El gran tabú del fútbol

Columna de opinión de Breiller Pires, periodista brasileño.
2 de Abril de 2017

Para aquellos que conocen de cerca el universo fútbol, el abuso sexual en las divisiones juveniles no es exactamente un secreto, pero quizá sea el más grande tabú. Como en Inglaterra y Argentina, que ahora se choca con graves acusaciones en Deportivo Mac Allister, casos de violencia sexual contra niños en Brasil se remontan a la década de 1930, cuando entrenadores cambiaban golosinas y gaseosas por algunos minutos de intimidad con los chicos en las playas de Copacabana. Desde entonces, en docenas de clubes, como Corinthians, Flamengo, Grêmio y Vasco da Gama, se han protagonizado escándalos sin puniciones.

En 2012 propuse una investigación sobre el asunto a la revista Placar. Después de 13 meses, publicamos un dossier que revelaba 22 casos en el fútbol brasileño en un período de dos años. El reportaje motivó investigaciones en las comisiones especiales de Trata de Personas y Explotación Sexual de Niños en el Congreso. Había un dato peculiar: muchos de los acusados, entrenadores y dirigentes, habían trabajado en equipos tradicionales, pero estaban exiliados en clubes pequeños, sin ninguna visibilidad, que, como en el caso argentino de Mac Allister, contribuye para la ocultación de denuncias.

Dejé Placar en 2015, pero todavía sigo investigando casos de abusos sexuales, trata y explotación de niños en el fútbol. El número de casos sigue creciendo de manera alarmante en Brasil después del Mundial 2014. En los últimos cinco años, ya son casi un centenar de registros en tribunales y policía. Un número que puede llegar al millar, ya que, según los datos más recientes, solo el 7% de los episodios de violencia sexual contra niños y adolescentes son denunciados en la Justicia brasileña. Se suma a esto el hecho de que el abuso sexual a niños es todavía más ocultado debido a una distorsión machista que asocia la homosexualidad a prácticas criminales. En verdad, el abuso sexual es la punta del iceberg de un universo extremadamente competitivo que suele tratar a niños como adultos.
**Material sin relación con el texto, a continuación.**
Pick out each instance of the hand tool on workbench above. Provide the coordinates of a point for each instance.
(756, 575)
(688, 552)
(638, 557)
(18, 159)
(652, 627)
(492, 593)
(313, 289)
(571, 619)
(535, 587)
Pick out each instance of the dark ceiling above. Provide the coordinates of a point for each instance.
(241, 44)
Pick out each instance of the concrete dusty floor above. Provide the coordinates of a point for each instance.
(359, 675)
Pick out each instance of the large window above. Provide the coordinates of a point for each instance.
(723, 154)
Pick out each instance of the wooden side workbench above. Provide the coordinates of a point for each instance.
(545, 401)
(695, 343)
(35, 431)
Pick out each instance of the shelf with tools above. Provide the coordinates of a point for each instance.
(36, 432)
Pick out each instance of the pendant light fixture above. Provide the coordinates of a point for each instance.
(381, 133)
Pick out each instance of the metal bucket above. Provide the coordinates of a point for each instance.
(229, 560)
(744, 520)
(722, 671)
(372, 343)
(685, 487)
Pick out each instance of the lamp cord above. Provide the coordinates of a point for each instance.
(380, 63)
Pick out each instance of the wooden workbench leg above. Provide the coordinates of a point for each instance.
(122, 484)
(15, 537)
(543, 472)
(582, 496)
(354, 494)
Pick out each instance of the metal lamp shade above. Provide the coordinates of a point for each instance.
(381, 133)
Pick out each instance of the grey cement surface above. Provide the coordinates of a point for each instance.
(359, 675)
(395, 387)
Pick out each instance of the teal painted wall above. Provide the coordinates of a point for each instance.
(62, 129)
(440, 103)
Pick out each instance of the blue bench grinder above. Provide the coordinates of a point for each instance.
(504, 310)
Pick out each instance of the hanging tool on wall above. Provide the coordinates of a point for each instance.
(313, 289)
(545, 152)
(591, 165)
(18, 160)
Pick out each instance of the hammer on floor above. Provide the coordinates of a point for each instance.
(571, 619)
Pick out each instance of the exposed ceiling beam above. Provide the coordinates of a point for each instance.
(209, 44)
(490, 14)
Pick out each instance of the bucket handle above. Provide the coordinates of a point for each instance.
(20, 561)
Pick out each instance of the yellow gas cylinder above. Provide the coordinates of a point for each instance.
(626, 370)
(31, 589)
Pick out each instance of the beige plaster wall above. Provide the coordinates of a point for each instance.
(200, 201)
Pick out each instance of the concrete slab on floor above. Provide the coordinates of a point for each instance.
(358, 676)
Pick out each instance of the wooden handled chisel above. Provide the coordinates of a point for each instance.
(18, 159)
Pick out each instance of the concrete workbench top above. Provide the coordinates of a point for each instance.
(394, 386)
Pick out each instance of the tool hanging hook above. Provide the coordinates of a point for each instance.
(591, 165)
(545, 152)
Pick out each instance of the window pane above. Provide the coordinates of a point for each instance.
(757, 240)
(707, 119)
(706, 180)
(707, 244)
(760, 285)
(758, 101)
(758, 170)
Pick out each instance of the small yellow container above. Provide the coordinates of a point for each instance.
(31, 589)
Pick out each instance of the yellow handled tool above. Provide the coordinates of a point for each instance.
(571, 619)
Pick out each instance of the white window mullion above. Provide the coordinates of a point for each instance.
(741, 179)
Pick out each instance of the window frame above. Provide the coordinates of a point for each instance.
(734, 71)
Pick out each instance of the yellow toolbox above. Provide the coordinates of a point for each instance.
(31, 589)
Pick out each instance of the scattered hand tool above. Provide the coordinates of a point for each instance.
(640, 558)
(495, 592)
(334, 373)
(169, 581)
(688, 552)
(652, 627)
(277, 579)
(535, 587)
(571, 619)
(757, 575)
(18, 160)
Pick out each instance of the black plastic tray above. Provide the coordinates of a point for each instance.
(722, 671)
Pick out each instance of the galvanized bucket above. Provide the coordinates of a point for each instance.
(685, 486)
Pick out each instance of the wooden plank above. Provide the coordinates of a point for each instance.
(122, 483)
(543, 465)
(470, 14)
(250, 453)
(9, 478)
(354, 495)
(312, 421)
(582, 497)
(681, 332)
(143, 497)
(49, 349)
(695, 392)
Tras la publicación del dossier, la Confederación Brasileña de Fútbol (CBF) promovió al Congreso la adopción de diez medidas para prevenir el abuso sexual y la trata de niños. Sin embargo, la CBF simplemente no efectuó ninguno de los compromisos asumidos en la víspera del Mundial 2014. Bajo la indisoluble complicidad de clubes, dirigentes y asociaciones, la mayoría de los niños "invisibles", hijos de familias pobres, siguen violentados por las formas más terribles en nombre del sueño de convertirse en un Neymar. Y eso es mucho más grave que cualquier 7-1.